A operação contará com mais de 600 servidores, entre militares e agentes civis, além de 101 viaturas, cinco botes e um helicóptero. Durante o simulado, serão executados resgates fluviais, operações terrestres e aéreas, além de outros cenários que reproduzem situações enfrentadas em grandes emergências climáticas.

Segundo o comandante da 6ª Divisão de Exército, Flávio Moreira Mathias, o exercício busca aplicar os aprendizados obtidos durante a Operação Taquari, realizada nas enchentes históricas que atingiram o Rio Grande do Sul em maio de 2024. Ele destacou que, em desastres de grande proporção, a resposta precisa ocorrer de forma coordenada entre os governos federal, estadual e municipal, além da participação da sociedade.
A Coordenadoria Estadual de Proteção e Defesa Civil também reforçou a importância da integração entre os diferentes órgãos. De acordo com o subchefe da instituição, Santiago Dias de Castro, o alinhamento de protocolos e o conhecimento das capacidades de cada força permitem uma utilização mais eficiente dos recursos e uma resposta mais rápida à população afetada.

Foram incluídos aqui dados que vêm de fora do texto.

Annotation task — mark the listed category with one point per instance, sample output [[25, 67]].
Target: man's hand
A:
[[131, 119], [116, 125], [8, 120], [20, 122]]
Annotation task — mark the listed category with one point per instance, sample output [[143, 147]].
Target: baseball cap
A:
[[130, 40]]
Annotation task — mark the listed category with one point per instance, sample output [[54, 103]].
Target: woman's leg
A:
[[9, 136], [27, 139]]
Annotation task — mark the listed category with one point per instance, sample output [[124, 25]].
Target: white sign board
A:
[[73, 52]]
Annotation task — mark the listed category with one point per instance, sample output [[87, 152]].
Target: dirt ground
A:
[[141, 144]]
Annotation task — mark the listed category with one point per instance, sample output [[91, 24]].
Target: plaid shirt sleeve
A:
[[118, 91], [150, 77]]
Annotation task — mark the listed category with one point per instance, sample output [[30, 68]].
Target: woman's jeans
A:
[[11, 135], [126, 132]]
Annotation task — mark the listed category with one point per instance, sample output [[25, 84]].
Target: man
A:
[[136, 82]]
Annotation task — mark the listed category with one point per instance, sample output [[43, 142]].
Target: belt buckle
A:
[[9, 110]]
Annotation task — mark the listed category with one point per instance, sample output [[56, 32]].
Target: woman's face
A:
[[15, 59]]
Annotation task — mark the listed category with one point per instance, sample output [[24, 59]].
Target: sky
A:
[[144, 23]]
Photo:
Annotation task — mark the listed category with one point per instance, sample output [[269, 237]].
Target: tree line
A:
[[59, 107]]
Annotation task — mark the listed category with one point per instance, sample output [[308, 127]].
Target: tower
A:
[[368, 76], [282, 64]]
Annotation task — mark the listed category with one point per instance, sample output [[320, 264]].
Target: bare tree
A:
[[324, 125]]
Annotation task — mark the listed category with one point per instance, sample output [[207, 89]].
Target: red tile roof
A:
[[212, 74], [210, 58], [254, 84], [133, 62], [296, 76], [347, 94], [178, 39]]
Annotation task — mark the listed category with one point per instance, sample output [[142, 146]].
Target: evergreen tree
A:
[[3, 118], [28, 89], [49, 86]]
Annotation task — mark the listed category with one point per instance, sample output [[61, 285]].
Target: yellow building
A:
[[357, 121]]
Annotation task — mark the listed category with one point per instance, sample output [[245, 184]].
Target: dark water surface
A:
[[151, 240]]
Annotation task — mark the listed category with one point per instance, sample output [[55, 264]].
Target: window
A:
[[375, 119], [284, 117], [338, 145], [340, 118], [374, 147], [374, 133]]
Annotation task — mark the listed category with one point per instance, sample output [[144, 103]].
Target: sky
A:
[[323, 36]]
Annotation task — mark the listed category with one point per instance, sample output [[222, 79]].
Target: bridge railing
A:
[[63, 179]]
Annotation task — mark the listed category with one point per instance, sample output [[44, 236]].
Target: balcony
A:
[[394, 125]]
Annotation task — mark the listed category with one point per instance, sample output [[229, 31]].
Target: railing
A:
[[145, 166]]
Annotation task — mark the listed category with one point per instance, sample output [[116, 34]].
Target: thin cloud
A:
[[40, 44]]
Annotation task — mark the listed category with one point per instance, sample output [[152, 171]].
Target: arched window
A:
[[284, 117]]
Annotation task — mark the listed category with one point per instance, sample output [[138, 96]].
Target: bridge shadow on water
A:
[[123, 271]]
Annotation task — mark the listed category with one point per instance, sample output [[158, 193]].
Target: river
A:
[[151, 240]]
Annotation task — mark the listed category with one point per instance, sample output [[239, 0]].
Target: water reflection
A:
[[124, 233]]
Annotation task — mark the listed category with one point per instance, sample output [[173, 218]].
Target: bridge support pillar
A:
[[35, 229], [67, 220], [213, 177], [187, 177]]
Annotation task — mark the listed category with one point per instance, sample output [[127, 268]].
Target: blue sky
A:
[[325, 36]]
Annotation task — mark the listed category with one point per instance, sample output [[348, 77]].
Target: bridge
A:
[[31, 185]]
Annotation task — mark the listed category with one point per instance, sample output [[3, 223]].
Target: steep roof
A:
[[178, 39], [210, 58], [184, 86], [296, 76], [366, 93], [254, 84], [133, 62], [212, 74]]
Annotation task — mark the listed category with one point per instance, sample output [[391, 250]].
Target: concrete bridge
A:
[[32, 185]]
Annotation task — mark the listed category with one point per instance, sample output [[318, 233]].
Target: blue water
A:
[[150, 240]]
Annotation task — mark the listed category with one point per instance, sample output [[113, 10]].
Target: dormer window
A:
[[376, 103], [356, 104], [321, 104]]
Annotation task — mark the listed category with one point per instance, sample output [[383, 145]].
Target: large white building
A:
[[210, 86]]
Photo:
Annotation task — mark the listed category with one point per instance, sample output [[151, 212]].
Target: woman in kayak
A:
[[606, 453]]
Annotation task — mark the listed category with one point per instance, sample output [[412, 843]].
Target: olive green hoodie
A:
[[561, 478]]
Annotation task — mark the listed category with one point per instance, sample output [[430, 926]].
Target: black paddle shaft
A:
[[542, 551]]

A Brigada Militar participará das operações aéreas por meio de suas aeronaves. Para o coronel Alessandro Augusto Bernardes dos Santos, o emprego de helicópteros amplia a agilidade e a segurança dos resgates, especialmente em áreas de difícil acesso. A expectativa dos organizadores é que o treinamento fortaleça a cooperação entre as instituições e aumente a capacidade de resposta do Estado diante de futuras emergências climáticas.